Saturday, 10 July 2010
1. Starting from the obvious: the film openly criticizes, in my opinion in a classical leftist way, the contemporary polarisation of class divides in Finnish society, and plays on old leftist classics, such as the key tune "If You Love". It really tries to make some political points, but fails to convince anyone, when you read from the cover that it's been sponsored by Hesburger, Oriflame, National Lottery etc. The presence of the sponsors in the film was too obvious, leaving the viewer with very little imagination to fill the gaps.
2. I felt empowered by the way Hardwick sees Birch Village. His way of playing with the locality was one of the strongest points of the film. I believe it's a continuing prose poem to a landscape that rarely gets positive attention in the media. I used to live for two years in one of the monstrous towers the film portrays (the red student house, not the Blue Gazebo), but as the scenes have been filmed on sunny summer days, they really don't bring the worst out of the "hoods". There's a lot of light and hope in the imageries. If compared to some other recent films and TV series depicting Finnish suburban life (Jari Tervo's Mogadishu Avenue, Johanna Vuoksenmaa's Nousukausi), this film doesn't exoticize the "hoods" or make them look more miserable than they are in real life. Hardwick actually humanizes Birch Village. But upon doing this, I believe he uses very conventional methods that point out towards middle-class tastes and values. There is an artsy red-haired auntie living in the Blue Gazebo of Birch Village, but when the film shows her apartment from the inside, it looks rather like a posh loft apartment in Eira. In real life, Birch Village apartments do have grey plastic floors and worn-out beige cupboards. I would have preferred to see a bit more of the council house aesthetics in the film. (The African restaurant scene was, on the other hand, the most beautiful scene in the whole film, and the only passage where I truly enjoyed the stylicization. I would love all our suburbs to have restaurants like that!)
3. A lot of the dancing was just crap. No need to explain this any further.
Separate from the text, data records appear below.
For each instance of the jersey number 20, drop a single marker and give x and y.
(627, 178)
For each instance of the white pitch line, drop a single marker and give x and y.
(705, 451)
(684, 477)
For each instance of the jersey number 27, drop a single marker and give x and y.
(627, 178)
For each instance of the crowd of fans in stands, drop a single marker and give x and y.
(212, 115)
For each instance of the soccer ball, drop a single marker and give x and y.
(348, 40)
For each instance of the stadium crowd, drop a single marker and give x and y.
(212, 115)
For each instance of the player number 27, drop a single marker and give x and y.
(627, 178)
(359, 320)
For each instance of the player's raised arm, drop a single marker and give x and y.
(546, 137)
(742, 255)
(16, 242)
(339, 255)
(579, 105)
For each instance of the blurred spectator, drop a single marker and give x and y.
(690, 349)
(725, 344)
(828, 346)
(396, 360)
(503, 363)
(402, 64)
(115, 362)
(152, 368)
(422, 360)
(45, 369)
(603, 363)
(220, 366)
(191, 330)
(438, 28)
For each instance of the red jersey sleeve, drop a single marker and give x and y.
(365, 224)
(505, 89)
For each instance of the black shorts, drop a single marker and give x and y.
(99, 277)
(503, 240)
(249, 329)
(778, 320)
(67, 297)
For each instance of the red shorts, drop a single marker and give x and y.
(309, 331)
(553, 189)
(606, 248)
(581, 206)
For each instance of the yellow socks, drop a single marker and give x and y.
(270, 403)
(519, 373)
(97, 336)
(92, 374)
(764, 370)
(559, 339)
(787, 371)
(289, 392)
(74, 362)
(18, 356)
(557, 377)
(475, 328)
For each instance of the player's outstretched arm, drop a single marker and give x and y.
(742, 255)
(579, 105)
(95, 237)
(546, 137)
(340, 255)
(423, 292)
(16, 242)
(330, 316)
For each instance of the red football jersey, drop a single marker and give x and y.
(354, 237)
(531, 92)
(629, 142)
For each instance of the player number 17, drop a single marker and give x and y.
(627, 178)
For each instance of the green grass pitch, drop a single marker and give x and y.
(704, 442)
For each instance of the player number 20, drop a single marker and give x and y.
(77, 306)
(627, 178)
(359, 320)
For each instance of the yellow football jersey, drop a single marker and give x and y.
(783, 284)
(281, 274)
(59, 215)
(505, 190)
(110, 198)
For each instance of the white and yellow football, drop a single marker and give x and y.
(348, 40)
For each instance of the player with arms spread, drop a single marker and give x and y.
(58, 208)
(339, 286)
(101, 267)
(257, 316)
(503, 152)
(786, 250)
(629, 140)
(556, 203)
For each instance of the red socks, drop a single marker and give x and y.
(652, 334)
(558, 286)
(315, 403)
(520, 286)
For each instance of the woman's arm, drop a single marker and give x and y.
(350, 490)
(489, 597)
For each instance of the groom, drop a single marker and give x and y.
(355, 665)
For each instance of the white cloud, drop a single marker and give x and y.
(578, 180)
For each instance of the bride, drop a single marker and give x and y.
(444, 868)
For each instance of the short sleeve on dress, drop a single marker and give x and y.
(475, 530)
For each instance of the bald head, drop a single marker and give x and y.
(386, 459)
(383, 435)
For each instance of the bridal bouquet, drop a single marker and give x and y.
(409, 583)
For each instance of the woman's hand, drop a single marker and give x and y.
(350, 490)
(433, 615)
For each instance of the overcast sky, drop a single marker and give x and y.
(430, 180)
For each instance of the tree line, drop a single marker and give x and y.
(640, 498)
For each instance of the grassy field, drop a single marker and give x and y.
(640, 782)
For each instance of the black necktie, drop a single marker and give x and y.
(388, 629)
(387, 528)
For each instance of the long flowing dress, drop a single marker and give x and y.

4. The history of Finnish pop/rock music appeals to Finnish audiences, but very little to the "Mamus" who have not lived here long enough to witness that history. Because the film has a strong multicultural theme, I would have wanted the film to show more of the multicultural realities of the people. In this case, it would have required some further studies on Nigerian aesthetics. If the people in the film have real Nigerian names, then there should have been more cultural details. The love couple's meeting remains now a bit shallow. In real life, people discuss the cultural differences in vivid details, and these discussions can be empowering.
5. I also felt that there were too many songs, introduced in a chaotic and haphazard manner. My favorite musical scene was Afia's performance of Eppu Normaali's "Joka päivä ja joka ikinen yö" on a typical Birch Village playground. That scene spoke to me deeply. It showed the possibilities of hybridity, performed in a creative manner. A lot of the other music and dance acts left me cold.
6. There is a big difference between commercial films and artsy films. Kaurismäki films mainly employ character actors, who may not be the prettiest and sleekest in physical appearance. "If you love" employed many kinds of actors, some of whom shone out with their outstanding personality (for instance, Mervi the single mother nurse), but others were cast only on the basis of good looks (Ada, the main character). The migrant actors definitely beat many of the Finnish ones. Ada and her blonde friends were a great disappointment. Tony (Chike Ohanwe) was promising in his debut in the film world, and I would love to see him in a completely different role in the future. Romantic Romeo role is not the ideal role for him. He is too talented to play that kind of role.He would do better in a more ironic role.
7. I would like to know how much Hardwick has been watching Bollywood films as of late, and how much of that tradition he thinks he has introduced to the Finnish cast. I see a very strong Bollywood component in the film, and cannot compare it with any other experiences of watching (European) musicals. But then, in Bollywood there's a certain degree of professionalism, which was absent in this film. I was very puzzled about the genre, and cannot yet say if the puzzlement is positive or negative.